17 Comments on "Back From Touring Egypt"

  1. Oh….. WOW…

    It was so super amazing wonderful to see your blog light up in my reader.

    Welcome back, hugely.

  2. Nice to see you back here!

    Take care.

  3. I definitely hear you on trying to hide from adoption, and on feeling so out of touch that I made myself more out of touch.

    Anyway, I’m so glad that you’re back — you have been missed!

  4. I missed you….I love your writings…do not go again

  5. Welcome back….you have been missed.

  6. Welcome back, Claud! Your friends and fans all missed you, me included.

  7. Welcome back, Claud! Your friends and fans all missed you. 🙂

  8. I’m still here!

    Look at all these comments!

    I did not know abt Garin. Sorry, even us IRL friends fall out sometimes too. Update please!

    And thank Michael for the laptop!

  9. Oh, my dear one.

    I am the Kitchen Floor Puddle Girl, right along with you.

    Been waiting to see you back. I’m so glad I did today.

  10. Thanks guys.. I guess the reationalization that no one would notice is out the window?

    Now someone send me the clift notes on what I missed!!

  11. Claud, I am glad to see you back–regardless of for how long–but not because I missed your writing on adoption, but just because I missed YOU. Your sense of humor, your style, your compassion, everything.

    So, that said, you did what you need to and you do NOT deserve any self-induced guilt thrown at you for that.

    Much of this I could relate to. I think I’m going through something similar, though maybe not as far along as you… still keeping up the denial act a lot these days, since shutting Paragraphein down. The thing forcing me to not completely blank out is Sunshine and her ever-increasing questions.

    It is hard to find a balance between living in the present without letting that leak into denial and running away from the presence of adoption.

    (((Hugs))) Love you.

    P.S. New blog can be found at:

    http://livinglearningwriting.wordpress.com

    Drop by, we can discuss whatever. Matt got me a DSLR camera over the summer and I’m learning photography now, slowly and painfully.

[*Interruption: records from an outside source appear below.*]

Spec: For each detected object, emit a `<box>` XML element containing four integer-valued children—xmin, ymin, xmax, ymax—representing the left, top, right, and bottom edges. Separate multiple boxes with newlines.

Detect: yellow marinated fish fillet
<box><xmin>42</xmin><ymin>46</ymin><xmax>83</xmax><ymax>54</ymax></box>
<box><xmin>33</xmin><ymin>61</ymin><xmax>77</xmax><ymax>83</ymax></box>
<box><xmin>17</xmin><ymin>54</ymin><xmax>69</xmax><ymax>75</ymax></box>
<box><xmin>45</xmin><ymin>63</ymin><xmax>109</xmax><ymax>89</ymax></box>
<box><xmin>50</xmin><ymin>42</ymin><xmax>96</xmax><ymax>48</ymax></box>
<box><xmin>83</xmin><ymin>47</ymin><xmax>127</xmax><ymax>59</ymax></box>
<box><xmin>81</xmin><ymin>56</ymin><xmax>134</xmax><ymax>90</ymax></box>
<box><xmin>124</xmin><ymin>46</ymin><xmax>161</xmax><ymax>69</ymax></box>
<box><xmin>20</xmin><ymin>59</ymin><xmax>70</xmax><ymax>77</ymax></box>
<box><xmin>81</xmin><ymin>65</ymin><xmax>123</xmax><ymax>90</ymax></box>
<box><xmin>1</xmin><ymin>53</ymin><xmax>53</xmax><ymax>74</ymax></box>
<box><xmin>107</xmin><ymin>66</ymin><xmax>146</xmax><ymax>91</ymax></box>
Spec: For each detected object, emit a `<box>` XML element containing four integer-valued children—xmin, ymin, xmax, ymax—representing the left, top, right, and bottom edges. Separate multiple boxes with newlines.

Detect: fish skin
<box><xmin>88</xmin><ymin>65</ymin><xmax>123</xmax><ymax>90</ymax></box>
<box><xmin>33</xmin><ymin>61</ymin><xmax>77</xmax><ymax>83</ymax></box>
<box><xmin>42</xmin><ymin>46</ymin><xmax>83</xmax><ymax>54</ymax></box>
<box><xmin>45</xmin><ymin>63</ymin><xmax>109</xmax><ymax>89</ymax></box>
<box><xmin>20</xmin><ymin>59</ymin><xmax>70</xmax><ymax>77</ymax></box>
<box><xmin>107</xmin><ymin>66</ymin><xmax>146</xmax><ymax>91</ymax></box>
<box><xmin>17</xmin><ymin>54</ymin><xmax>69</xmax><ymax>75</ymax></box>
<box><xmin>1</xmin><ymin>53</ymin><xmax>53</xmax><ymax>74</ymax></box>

  12. Like Nic, I can relate to far too much of what you write. But then again you and I seem to travel along some similiar life path.

    Hugs to you and happy new year.

  13. Welcome back I got so excited when I saw the heads up that you were back. Hope you enjoyed your nap.

  14. Claud so glad to see you back! I am going through something similar with my oldest. He is 20 now and never home, it kills me someday.. But you did what you needed for you, and like others said, it’s not the adoption blogging I missed it was you!

    Love you,
    Mary

  15. I am so glad to see you back Claud! I check in here every 3 weeks or so to see if you’re here–and now you are. You’ve been missed!

    I too, suffer sometimes from computer avoidance.

  16. It’s great to see you back, Claude! I missed you too. Happy New Year!

    I don’t know if it is just me or not, but even though I read blogs and write I still feel pretty isolated out here in the internet world.

  17. Oh my I’m so happy to see you back up and writing! You have been missed, very missed, but many folks. Glad you’re back, Claud!!